Pubblicato il 1 Marzo 2015 9:28 | Ultimo aggiornamento: 1 Marzo 2015 9:28
Nicolas Maduro

Nicolas Maduro

VENEZUELA, CARACAS – Il presidente venezuelano, Nicolas Maduro, ha accusato la Cia e “dirigenti dell’amministrazione americana” di partecipare a “trame golpiste” contro il suo governo e ha annunciato una serie di misure per limitare e regolamentare l’attività dei diplomatici Usa a Caracas e l’istituzione di un visto obbligatorio per i cittadini statunitensi che viaggiano nel suo Paese.

Durante un lungo discorso pronunciato al termine della “marcia antimperialista” che ha attraversato sabato Caracas, Maduro ha detto che dispone di “prove indiscutibili, documenti e foto” che dimostrano l’esistenza di piani sovversivi contro il suo governo e che ha invitato il segretario dell’Organizzazione degli stati americani (Osa), Josè Miguel Insulza, e il presidente eletto uruguaiano, Tabara Vazquez, per fargliele vedere.

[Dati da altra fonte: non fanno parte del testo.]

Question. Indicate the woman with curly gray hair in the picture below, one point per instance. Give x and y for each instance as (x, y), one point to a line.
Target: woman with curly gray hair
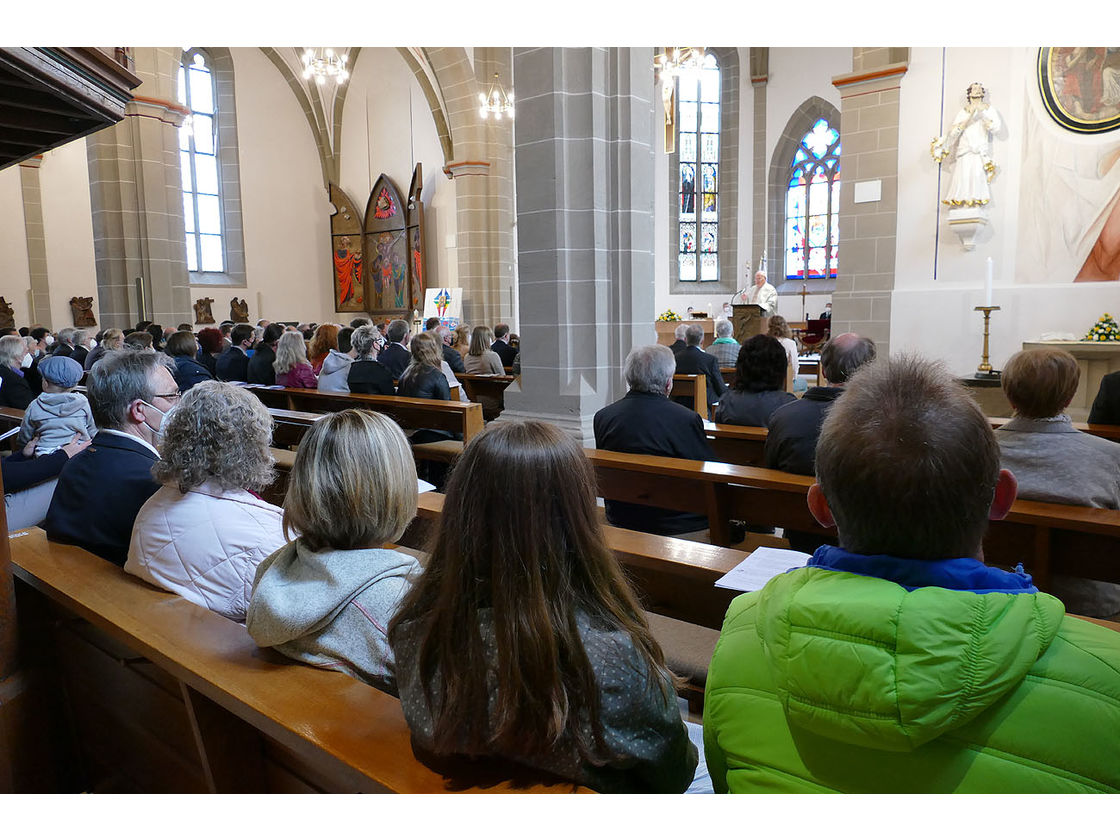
(204, 532)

“Noi lanciamo una lotta totale contro l’imperialismo americano!”, ha tuonato l’erede di Chavez, annunciando che sarà ridotto il numero di funzionari dell’ambasciata Usa a Caracas (“loro ne hanno 100 e noi 17, vogliamo l’uguaglianza”) e che i diplomatici non potranno mantenere riunioni con dirigenti politici venezuelani senza l’autorizzazione del suo governo”.

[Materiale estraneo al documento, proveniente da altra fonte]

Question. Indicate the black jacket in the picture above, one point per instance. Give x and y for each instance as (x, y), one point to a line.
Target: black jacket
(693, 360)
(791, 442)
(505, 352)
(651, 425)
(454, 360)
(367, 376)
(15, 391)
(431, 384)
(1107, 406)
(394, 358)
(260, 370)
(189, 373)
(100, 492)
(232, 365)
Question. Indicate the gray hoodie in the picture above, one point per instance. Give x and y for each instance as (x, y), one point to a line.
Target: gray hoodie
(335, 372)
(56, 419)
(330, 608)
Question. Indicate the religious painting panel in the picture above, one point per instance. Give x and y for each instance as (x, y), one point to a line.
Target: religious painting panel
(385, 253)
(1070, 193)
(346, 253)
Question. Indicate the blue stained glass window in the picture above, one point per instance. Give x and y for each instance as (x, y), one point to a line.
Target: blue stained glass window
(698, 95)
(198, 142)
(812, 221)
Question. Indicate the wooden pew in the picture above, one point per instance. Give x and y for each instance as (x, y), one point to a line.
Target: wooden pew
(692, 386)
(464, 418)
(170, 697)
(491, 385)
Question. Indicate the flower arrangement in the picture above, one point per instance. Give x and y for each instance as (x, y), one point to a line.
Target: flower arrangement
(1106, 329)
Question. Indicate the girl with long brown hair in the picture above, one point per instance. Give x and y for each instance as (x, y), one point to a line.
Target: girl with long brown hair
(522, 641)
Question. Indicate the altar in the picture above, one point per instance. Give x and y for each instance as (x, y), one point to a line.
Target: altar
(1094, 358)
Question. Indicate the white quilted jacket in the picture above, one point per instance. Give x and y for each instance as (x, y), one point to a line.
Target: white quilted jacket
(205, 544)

Maduro ha telefonato al presidente Tabarà Vazquez, per spiegargli che “malgrado la sua intenzione di essere presente” domenica alla cerimonia di inaugurazione del suo mandato “la situazione politica nel mio Paese gli impedisce di poterlo fare”. Lo hanno reso noto fonti ufficiali. Le stesse fonti, citate dai media uruguaiani, hanno aggiunto che Vazquez ha assicurato a Maduro “il suo totale appoggio alle istituzioni venezuelane e il suo desiderio che le divergenze in quel Paese possano risolversi in modo pacifico”.